A second study, in the July issue of Circulation: Heart Failure, notes that only now are many long-term illicit steroid users reaching middle age, when insults to the heart generally begin to accumulate, causing heart failure. All told, about a million Americans are thought to have used anabolic steroids, and their illicit use by bodybuilders and athletes became widespread in the 1980s.

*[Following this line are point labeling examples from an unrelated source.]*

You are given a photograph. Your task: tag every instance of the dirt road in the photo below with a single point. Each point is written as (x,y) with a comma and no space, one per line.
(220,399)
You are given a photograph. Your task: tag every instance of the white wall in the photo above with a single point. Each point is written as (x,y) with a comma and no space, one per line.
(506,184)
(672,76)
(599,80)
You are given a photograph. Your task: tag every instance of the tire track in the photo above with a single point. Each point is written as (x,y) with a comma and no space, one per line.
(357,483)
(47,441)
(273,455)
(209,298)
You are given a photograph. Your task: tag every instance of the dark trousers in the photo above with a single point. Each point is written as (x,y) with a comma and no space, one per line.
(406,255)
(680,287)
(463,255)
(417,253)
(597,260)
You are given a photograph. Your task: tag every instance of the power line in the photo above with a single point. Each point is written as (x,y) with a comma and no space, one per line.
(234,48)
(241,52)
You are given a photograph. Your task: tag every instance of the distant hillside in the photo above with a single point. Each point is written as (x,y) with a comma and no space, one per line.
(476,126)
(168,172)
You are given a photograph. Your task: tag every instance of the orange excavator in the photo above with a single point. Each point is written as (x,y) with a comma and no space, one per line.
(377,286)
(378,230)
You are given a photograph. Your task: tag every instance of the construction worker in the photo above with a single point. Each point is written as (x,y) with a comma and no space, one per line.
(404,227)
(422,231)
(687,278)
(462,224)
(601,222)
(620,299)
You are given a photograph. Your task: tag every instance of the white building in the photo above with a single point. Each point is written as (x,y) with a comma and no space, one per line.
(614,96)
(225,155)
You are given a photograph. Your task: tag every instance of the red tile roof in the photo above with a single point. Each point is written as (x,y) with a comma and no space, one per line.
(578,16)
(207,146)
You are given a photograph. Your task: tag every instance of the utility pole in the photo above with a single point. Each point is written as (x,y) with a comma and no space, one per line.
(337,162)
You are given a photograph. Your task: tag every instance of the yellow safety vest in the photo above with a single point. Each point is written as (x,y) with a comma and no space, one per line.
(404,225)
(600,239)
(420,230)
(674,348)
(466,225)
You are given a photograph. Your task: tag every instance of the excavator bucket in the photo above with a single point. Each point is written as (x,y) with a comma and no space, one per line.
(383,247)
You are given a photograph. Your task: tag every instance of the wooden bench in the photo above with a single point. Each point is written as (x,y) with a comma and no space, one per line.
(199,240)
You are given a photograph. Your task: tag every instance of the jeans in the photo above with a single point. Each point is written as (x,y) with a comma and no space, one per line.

In this small study, 12 long-term users and seven non-users of anabolic steroids — all seemingly healthy — underwent a battery of tests of their hearts’ structure and function. Compared with non-users, those who had illicitly used anabolic steroids over several years had far poorer heart function than those who did not — particularly in the left ventricle, the heart’s main pumping chamber. Poor left-ventricle function puts patients at far higher risk of heart failure.
“Our results suggest that cardiac impairment” in long-term users of anabolic-androgenic steroids “may be more severe than previously reported,” write the authors, from Massachusetts General Hospital’s Cardiology Department and McLean Hospital, a psychiatric facility associated with Harvard Medical School.